← Back to context

Comment by otterley

4 years ago

That particular implementation seems inconsistent with the following requirement:

> The fsync() function shall request that all data for the open file descriptor named by fildes is to be transferred to the storage device associated with the file described by fildes.

If I wrote that requirement in a classroom programming assignment and you presented me with that code, you'd get a failing grade. Similarly, if I were a product manager and put that in the spec and you submitted the above code, it wouldn't be merged.

> You are quoting the non-normative informative part

Indeed, I am! It is important. Context matters, both in law and in programming. As a legal analogy, if you study Supreme Court rulings, you will find that in addition to examining the text of legislation or regulatory rules, the court frequently looks to legislative history, including Congressional findings and statements by regulators and legislators in order to figure out how to best interpret the law - especially when the text is ambiguous.

> If I wrote that requirement in a classroom programming assignment and you presented me with that code, you'd get a failing grade.

It's a good thing operating systems aren't made up entirely of classroom programming assignments.

Picture an OS which always runs on fully-synchronized storage (perhaps a custom Linux or BSD or QNX kernel). If there's no write cache and all writes are synchronous, then fsync() doesn't need to do anything at all; therefore `int fsync(int) {return 0}` is valid because fsync()'s method is implementation-specific.

This allows you to have no software or hardware write cache and not implement fsync() and still be POSIX-compliant.

> Context matters, both in law and in programming. As a legal analogy, if you study Supreme Court rulings, you will find that in addition to examining the text of legislation or regulatory rules, the court frequently looks to legislative history, including Congressional findings and statements by regulators and legislators in order to figure out how to best interpret the law - especially when the text is ambiguous.

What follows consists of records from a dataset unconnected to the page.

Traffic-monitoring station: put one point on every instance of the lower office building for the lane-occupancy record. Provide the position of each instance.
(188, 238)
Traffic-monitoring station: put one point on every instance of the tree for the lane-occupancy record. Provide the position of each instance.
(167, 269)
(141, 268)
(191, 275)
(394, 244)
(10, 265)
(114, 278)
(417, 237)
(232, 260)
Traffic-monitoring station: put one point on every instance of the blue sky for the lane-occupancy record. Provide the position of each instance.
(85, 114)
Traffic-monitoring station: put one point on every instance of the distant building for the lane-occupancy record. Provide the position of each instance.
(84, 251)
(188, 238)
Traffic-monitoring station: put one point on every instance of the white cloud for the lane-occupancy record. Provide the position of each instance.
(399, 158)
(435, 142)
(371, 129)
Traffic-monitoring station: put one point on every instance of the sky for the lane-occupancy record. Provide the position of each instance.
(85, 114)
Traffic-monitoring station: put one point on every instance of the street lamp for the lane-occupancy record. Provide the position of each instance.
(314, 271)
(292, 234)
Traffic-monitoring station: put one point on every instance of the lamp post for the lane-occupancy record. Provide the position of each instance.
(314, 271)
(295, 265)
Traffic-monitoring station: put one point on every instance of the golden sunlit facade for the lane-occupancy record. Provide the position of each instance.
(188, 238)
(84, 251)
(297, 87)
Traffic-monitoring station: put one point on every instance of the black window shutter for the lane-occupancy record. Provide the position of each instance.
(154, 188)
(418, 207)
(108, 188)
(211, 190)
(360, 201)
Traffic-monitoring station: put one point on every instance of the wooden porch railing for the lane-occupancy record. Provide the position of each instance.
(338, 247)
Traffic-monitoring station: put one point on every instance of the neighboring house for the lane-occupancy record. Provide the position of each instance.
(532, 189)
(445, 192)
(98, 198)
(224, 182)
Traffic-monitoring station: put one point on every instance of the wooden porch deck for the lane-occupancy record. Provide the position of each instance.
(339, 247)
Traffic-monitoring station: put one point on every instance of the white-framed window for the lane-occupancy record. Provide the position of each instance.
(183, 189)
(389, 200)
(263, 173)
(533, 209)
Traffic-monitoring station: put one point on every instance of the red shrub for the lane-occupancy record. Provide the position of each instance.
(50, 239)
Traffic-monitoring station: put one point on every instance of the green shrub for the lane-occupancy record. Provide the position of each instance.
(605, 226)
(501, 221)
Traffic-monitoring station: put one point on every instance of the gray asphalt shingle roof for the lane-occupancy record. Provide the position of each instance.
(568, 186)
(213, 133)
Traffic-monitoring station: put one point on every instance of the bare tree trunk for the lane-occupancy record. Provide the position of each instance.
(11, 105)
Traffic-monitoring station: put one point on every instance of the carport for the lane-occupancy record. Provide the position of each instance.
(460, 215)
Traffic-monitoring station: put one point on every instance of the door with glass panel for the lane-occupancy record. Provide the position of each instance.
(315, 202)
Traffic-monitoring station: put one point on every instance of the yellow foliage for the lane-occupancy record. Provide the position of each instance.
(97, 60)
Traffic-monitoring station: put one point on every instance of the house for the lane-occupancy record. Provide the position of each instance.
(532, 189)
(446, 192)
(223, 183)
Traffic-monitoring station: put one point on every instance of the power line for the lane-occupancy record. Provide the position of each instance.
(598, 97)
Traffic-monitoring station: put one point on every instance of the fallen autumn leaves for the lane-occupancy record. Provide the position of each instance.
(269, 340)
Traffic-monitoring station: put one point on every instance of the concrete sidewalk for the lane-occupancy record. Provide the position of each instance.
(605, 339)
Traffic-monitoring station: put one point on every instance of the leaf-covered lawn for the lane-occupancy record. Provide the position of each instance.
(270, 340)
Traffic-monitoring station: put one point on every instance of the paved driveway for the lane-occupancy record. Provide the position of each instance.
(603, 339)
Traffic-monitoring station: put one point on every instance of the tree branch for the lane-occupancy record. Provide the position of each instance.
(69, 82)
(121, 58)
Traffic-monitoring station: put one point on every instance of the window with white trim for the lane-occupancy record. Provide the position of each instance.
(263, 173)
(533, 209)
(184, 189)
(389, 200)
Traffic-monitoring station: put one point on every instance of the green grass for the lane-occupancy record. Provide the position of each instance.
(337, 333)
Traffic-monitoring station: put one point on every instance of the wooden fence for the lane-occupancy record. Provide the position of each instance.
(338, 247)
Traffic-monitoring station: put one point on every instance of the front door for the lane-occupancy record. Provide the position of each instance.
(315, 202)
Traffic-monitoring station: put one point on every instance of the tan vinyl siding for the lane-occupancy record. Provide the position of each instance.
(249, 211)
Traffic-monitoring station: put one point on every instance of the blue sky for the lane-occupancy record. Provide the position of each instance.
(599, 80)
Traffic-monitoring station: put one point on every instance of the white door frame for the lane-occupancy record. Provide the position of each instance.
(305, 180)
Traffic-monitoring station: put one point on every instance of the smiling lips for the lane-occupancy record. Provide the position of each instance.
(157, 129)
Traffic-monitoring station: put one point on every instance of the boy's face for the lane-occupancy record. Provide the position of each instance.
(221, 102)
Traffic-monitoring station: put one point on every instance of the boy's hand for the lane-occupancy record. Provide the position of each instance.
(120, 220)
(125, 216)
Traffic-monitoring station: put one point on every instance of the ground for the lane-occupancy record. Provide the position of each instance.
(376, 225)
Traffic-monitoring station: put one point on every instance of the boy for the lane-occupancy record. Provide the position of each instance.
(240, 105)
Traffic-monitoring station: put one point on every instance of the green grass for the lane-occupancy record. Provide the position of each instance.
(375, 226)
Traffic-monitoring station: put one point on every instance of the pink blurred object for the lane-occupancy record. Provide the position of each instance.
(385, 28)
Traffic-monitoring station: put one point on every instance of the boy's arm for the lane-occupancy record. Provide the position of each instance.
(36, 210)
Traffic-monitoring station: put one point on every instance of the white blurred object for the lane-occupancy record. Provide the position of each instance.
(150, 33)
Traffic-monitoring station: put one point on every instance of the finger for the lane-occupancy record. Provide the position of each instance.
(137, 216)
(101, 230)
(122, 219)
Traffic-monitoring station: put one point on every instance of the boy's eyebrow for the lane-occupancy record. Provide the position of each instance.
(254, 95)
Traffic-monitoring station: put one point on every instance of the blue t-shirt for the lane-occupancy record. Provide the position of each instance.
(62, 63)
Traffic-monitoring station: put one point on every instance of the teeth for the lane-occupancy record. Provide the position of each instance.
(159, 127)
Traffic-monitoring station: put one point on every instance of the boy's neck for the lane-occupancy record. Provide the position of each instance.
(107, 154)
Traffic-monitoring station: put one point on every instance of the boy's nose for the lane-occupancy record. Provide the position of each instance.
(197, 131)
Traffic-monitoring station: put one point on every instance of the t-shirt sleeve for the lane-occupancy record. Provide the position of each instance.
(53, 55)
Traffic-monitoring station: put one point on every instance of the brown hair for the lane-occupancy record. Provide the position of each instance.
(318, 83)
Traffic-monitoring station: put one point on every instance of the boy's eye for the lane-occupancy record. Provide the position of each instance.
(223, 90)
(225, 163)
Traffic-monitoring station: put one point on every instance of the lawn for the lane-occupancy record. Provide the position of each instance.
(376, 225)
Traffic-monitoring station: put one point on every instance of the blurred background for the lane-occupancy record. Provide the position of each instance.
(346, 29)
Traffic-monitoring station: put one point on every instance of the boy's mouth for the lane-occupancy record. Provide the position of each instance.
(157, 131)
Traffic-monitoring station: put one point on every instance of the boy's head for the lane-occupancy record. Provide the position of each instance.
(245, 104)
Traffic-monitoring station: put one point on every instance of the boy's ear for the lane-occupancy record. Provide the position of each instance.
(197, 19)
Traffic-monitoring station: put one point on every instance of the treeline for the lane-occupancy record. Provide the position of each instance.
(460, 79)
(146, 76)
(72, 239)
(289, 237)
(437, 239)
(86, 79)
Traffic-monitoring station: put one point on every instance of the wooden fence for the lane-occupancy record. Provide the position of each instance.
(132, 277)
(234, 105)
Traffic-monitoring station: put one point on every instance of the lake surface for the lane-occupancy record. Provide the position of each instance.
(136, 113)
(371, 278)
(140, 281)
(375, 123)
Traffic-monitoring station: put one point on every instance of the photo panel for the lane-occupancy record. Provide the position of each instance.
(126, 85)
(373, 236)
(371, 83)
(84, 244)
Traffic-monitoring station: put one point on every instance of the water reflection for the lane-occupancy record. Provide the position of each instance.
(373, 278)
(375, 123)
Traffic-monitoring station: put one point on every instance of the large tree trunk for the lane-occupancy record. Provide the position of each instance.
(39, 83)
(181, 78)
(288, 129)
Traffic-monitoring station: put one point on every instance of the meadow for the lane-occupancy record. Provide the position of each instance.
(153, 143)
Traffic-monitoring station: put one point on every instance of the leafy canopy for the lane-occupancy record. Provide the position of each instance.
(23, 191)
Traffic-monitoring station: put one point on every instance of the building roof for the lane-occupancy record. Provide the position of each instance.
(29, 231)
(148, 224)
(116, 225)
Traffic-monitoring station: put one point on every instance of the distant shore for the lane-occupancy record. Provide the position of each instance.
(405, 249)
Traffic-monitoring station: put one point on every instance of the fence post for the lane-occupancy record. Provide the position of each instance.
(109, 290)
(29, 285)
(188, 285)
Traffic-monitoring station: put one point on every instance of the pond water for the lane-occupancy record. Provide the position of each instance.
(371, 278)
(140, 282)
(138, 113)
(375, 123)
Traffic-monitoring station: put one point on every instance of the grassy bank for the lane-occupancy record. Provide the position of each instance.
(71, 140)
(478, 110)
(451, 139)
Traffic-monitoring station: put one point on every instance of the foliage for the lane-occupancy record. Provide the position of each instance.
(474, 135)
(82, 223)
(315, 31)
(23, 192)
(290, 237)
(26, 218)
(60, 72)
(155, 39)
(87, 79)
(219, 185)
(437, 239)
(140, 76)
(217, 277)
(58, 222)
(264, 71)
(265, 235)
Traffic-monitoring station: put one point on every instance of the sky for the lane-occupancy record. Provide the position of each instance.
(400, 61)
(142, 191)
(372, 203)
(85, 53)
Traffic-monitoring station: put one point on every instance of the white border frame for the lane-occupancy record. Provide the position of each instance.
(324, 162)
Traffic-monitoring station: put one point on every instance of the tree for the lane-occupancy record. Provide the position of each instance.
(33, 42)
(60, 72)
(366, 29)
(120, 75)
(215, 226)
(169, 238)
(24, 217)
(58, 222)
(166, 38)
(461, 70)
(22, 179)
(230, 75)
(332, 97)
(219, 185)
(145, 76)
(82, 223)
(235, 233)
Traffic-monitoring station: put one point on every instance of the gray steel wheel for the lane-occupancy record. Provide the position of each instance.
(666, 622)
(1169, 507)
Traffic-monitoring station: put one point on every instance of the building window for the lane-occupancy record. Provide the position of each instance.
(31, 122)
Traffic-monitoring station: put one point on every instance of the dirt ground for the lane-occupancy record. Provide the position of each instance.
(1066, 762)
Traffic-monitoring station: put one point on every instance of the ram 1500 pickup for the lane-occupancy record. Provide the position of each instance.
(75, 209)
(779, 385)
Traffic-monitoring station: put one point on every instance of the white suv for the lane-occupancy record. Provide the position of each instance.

The POSIX specification is not a court of law, and the context is pretty clear: fsync() should do whatever it needs to do to request that pending writes are written to the storage device. In some valid cases, that could be nothing.

  • > Picture an OS which always runs on fully-synchronized storage (perhaps a custom Linux or BSD or QNX kernel). If there's no write cache and all writes are synchronous, then fsync() doesn't need to do anything at all; therefore `int fsync(int) {return 0}` is valid because fsync()'s method is implementation-specific.

    Sure, I'll give you that, in a corner case where all writes are synchronized to storage before completing. However, most modern computers cache writes for performance, and the speed/security tradeoff is the context of this discussion. We wouldn't be having this debate in the first place if computers and storage devices didn't cache writes.

    > The POSIX specification is not a court of law

    Indeed, it isn't; nor is legislative text (the closest analogy in law). Hence the need for interpretation.

    > fsync() should do whatever it needs to do to request that pending writes are written to the storage device

    We are in violent agreement about this :-)

    • The wording here is quite subtle. Without SIO, fsync is merely a request, returning an error if one occurred. As the informative section points out, this means that the request may be ignored, which is not an error.

      > If _POSIX_SYNCHRONIZED_IO is not defined, the wording relies heavily on the conformance document to tell the user what can be expected from the system. It is explicitly intended that a null implementation is permitted.

      Compare this to e.g. the wording for write(2):

      > The write() function shall attempt to write nbyte bytes from the buffer pointed to by buf to the file associated with the open file descriptor, fildes. [yadadada]

      This actually specifies that an action needs to be performed. fsync(2) sans SIO is merely a request form that the OS can respond to or not. And because macOS does not define SIO, you have to go out and find out what that particular implementation is actually doing and the answer is: essentially nothing for fsync.

      1 reply →

    • There’s also the very likely possibility that the storage is lying to the OS, that the data that was accepted and which is in the buffer has been written somewhere durable while it’s actually waiting for an erase to finish or a head to get wherever it needs to be. There are disk controllers with batteries precisely for those situations.

      And, if cheating will give better numbers on benchmarks, I’m willing to bet money most manufacturers will cheat.